Nicht nur in die Eisen gehen - Was moderne Bremssysteme können
Stuttgart/Landsberg (dpa/tmn) - Bei der Weiterentwicklung von Pkw-Bremsen sind Verzögerungswirkung und Komfort nur das eine. Das Thema Energieeffizienz fällt immer mehr ins Gewicht: Moderne Bremssysteme helfen beim Spritsparen.
Sie müssen kräftig zubeißen können, aber nicht mehr nur das. Autobremsen sind zwar nach wie vor „das Rückgrat der aktiven Fahrsicherheit“, wie es beim Automobilzulieferer Continental heißt. Doch längst beschäftigt die Entwickler noch ein anderes Thema: Moderne Bremsanlagen sollen die Energie- und Schadstoffbilanz von Fahrzeugen verbessern. Durch Leichtbau lässt sich der Spritverbrauch etwas drücken. Viel mehr Effizienzpotenzial haben Bremsen aber, wenn sie Strom sparen helfen.
1,5 Kilogramm Gewichtseinsparung pro Bremse gegenüber den verbreiteten Faustsattelbremsen verspricht Continental zum Beispiel für eine neue Generation von Festsattelbremsen für Autos ab der Mittelklasse aufwärts. Ihre Bremssättel werden aus leichtem Aluminium statt schwerem Stahl gegossen.
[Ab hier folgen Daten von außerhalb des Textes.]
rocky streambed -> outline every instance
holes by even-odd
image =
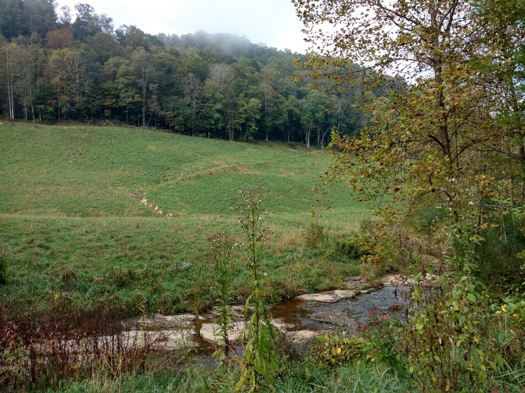
[[[412,280],[398,276],[384,277],[383,286],[370,287],[362,278],[349,277],[345,289],[300,295],[271,308],[276,329],[293,341],[307,343],[320,334],[345,331],[351,333],[376,316],[400,313],[407,305]],[[233,306],[234,326],[228,339],[235,343],[244,326],[244,308]],[[148,340],[159,350],[193,348],[206,354],[214,349],[214,312],[194,315],[154,314],[124,322],[130,338]]]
Nach Angaben von Unternehmenssprecher Sören Pinkow sollen sie ab 2014 in Serienfahrzeugen verbaut werden.
Das reduzierte Gewicht spiele eine Schlüsselrolle bei der Senkung des CO2-Ausstoßes neuer Modelle, heißt es in der Branche. Das stimmt natürlich. Doch allein die Ersparnis durch leichtere Bremsen macht ein Auto nicht deutlich sparsamer. Eine Faustregel nennt der ADAC: Abhängig von Fahrweise und Antrieb könne rund ein Liter Sprit je 100 Kilogramm weniger Gewicht eingespart werden.
Continental stellt immerhin eine global wachsende Nachfrage nach den leichteren Festsattelbremsen fest, man erfülle die Wünsche der Autohersteller. Hinzu kommt: Wegen ihres geringeren Lüftspiels - das ist der Abstand zwischen Bremsscheibe und Bremsbelag - packen die neuen Bremsen laut Continental auch schneller zu. Allerdings mussten die Entwickler das für Festsättel typische Quietschen beseitigen.
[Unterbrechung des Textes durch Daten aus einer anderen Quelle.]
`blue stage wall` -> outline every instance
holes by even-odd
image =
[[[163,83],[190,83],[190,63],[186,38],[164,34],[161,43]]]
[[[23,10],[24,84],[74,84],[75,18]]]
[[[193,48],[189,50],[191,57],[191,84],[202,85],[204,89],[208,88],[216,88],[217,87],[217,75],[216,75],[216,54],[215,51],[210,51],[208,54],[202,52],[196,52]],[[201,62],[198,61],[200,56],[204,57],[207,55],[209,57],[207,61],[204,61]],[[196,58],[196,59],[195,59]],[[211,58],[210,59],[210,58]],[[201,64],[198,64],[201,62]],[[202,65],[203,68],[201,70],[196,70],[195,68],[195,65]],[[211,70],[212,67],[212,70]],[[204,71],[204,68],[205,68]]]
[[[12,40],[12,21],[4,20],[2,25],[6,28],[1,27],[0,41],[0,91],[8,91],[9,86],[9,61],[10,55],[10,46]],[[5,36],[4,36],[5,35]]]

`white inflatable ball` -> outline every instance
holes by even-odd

Helmut Klein vom ADAC Technik Zentrum kennt Probleme wie diese: „Es gibt einen Zielkonflikt zwischen Bremswirkung und Komfort.“ Schlechtes Dämpfungsverhalten und pfeifende Bremsen hätten schon so manchen Entwickler vor Rätsel gestellt. Generell habe die Bremsentechnik im Auto in den vergangenen Jahrzehnten kontinuierlich Fortschritte gemacht, ohne dass es „technologische Quantensprünge“ gab. So seien sämtliche Komponenten immer besser geworden - von den Zylindern über die Sättel und Bremsbeläge bis hin zu Leitungen und Schläuchen. Mit dem Aufkommen innenbelüfteter Bremsscheiben sei etwa die Kühlung optimiert worden.
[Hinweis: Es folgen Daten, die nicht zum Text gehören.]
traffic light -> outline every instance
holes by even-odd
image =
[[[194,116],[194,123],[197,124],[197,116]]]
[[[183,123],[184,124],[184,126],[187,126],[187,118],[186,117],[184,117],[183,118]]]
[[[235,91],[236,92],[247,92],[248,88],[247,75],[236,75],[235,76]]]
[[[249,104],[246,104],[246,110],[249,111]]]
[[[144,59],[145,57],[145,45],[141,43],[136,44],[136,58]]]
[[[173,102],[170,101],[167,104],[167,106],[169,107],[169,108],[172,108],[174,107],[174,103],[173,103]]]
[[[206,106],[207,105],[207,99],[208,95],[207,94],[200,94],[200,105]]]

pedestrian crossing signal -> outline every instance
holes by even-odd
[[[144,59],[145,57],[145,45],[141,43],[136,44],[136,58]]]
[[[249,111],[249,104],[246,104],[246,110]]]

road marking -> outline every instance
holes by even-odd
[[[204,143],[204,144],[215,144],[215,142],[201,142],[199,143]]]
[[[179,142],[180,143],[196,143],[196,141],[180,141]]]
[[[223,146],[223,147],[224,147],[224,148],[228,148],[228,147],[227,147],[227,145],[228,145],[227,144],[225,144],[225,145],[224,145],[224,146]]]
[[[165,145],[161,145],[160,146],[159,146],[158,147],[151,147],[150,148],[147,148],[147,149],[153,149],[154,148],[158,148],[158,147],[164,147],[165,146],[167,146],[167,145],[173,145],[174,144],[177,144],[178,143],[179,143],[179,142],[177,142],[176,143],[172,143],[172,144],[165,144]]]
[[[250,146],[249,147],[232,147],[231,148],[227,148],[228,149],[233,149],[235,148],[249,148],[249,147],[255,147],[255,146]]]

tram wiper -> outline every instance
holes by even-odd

Ein Hauptaugenmerk legen die großen Zulieferer derzeit auf den Bremskraftverstärker, der schon für die Entwicklung von Sicherheitssystemen wie dem Antiblockiersystem (ABS) und dem Schleuderschutz ESP als technologische Grundlage diente. Für Autos mit herkömmlichem Antrieb hat Continental Anfang 2013 einen ebenfalls komplett aus Aluminium gegossenen „Booster“ in die Serie gebracht, der rund 50 Prozent leichter ist als die Vorgängergeneration. Gegenüber einem Stahlbauteil wiege er 1,7 Kilogramm weniger.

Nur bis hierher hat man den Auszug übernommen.